USE IN SPECIFIC POPULATIONS

Pregnancy: See Boxed WARNINGS. If pregnancy does occur during treatment, immediately discontinue the drug and refer patient to an obstetrician/gynecologist experienced in reproductive toxicity for further evaluation and counseling. There is a Pomalyst pregnancy exposure registry that monitors pregnancy outcomes in females exposed to Pomalyst during pregnancy as well as female partners of male patients who are exposed to Pomalyst. This registry is also used to understand the root cause for the pregnancy. Report any suspected fetal exposure to Pomalyst to the FDA via the MedWatch program at 1-800-FDA-1088 and also to Celgene Corporation at 1-888-423-5436.
Lactation: There is no information regarding the presence of pomalidomide in human milk, the effects of Pomalyst on the breastfed child, or the effects of Pomalyst on milk production. Pomalidomide was excreted in the milk of lactating rats. Because many drugs are excreted in human milk and because of the potential for adverse reactions in a breastfed child from Pomalyst, advise women not to breastfeed during treatment with Pomalyst.
Pediatric Use: Safety and effectiveness have not been established in pediatric patients.
Geriatric Use:
– Multiple Myeloma (MM): No dosage adjustment is required for Pomalyst based on age. Patients >65 years of age were more likely than patients ≤65 years of age to experience pneumonia.

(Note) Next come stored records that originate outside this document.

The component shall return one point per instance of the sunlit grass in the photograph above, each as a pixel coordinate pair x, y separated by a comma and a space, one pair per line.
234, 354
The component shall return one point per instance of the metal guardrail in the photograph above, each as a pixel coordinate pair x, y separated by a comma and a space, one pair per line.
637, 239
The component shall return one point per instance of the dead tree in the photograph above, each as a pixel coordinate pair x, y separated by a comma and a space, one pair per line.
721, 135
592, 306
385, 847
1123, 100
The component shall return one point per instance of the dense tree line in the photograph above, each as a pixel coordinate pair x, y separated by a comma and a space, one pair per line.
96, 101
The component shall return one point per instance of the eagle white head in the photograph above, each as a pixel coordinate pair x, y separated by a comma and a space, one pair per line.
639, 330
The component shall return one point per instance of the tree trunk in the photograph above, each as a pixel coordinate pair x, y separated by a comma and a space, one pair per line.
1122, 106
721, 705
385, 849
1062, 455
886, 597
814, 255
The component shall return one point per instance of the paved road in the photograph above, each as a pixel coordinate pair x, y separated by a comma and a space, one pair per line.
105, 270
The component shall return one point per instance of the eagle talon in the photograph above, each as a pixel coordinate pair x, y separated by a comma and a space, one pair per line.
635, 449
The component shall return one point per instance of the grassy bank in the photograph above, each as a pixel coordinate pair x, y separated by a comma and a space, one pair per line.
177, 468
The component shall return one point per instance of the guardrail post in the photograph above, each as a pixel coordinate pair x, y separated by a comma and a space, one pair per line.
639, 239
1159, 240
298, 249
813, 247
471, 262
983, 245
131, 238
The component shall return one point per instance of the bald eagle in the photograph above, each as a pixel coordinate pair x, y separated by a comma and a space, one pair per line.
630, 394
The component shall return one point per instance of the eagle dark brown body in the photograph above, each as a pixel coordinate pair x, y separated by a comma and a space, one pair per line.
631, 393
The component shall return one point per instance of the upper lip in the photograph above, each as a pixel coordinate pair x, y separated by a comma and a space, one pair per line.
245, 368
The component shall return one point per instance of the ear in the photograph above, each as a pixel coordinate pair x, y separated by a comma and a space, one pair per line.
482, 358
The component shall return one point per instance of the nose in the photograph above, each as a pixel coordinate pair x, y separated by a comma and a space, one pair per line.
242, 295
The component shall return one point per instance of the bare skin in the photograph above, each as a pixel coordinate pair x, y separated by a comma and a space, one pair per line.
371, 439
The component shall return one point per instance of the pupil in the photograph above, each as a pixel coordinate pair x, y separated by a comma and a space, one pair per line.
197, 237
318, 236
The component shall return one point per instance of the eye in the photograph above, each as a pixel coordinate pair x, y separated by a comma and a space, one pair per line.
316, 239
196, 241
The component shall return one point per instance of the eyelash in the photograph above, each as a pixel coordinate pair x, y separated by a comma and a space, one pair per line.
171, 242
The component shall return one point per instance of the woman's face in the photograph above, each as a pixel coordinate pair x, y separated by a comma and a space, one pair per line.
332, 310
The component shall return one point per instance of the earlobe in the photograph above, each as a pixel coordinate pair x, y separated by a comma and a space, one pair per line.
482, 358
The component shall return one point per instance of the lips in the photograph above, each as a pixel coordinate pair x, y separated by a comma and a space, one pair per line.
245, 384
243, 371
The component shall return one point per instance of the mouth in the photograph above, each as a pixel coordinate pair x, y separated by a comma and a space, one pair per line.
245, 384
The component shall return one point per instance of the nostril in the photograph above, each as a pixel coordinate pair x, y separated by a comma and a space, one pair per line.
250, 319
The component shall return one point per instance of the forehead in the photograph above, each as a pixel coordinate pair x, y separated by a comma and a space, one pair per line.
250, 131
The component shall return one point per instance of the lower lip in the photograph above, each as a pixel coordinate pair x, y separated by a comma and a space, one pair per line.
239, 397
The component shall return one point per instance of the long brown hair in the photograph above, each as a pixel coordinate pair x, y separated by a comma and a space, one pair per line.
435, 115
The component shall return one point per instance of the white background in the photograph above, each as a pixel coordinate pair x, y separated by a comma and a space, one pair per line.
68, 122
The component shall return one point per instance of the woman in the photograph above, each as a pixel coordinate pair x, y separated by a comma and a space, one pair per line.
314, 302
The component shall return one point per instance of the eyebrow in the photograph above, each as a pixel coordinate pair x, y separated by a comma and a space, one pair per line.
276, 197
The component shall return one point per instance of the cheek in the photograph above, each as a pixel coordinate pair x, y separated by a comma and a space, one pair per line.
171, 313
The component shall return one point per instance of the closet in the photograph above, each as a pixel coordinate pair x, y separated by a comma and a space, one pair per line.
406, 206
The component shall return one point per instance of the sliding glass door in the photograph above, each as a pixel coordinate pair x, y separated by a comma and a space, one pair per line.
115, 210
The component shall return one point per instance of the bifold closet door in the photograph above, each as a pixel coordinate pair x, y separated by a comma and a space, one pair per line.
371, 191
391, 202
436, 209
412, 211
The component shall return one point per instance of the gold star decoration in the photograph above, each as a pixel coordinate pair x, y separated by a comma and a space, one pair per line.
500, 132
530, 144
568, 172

– Kaposi sarcoma (KS): The clinical study did not include sufficient numbers of patients aged 65 and over to determine whether they respond differently from younger patients.

Renal Impairment: For MM patients with severe renal impairment requiring dialysis, reduce Pomalyst dosage to 3 mg orally daily or for KS, reduce Pomalyst dosage to 4 mg orally daily. Take dose of Pomalyst following hemodialysis on hemodialysis days.
Hepatic Impairment: For MM patients with mild to moderate hepatic impairment, reduce Pomalyst dosage to 3 mg orally daily and to 2 mg orally daily in patients with severe hepatic impairment. For KS in patients with mild, moderate, or severe hepatic impairment, reduce Pomalyst dosage to 3 mg orally daily.
Smoking Tobacco: Advise patients that smoking may reduce the efficacy of Pomalyst. Cigarette smoking reduces pomalidomide AUC due to CYP1A2 induction.
Please see full Prescribing Information, including Boxed WARNINGS.

Bristol Myers Squibb: Advancing Cancer Research

At Bristol Myers Squibb, patients are at the center of everything we do. The goal of our cancer research is to increase quality, long-term survival and make cure a possibility. We harness our deep scientific experience, cutting-edge technologies and discovery platforms to discover, develop and deliver novel treatments for patients.

Building upon our transformative work and legacy in hematology and Immuno-Oncology that has changed survival expectations for many cancers, our researchers are advancing a deep and diverse pipeline across multiple modalities. In the field of immune cell therapy, this includes registrational chimeric antigen receptor (CAR) T-cell agents for numerous diseases, and a growing early-stage pipeline that expands cell and gene therapy targets, and technologies. We are developing cancer treatments directed at key biological pathways using our protein homeostasis platform, a research capability that has been the basis of our approved therapies for multiple myeloma and several promising compounds in early to mid-stage development. Our scientists are targeting different immune system pathways to address interactions between tumors, the microenvironment and the immune system to further expand upon the progress we have made and help more patients respond to treatment. Combining these approaches is key to delivering potential new options for the treatment of cancer and addressing the growing issue of resistance to immunotherapy. We source innovation internally, and in collaboration with academia, government, advocacy groups and biotechnology companies, to help make the promise of transformational medicines a reality for patients.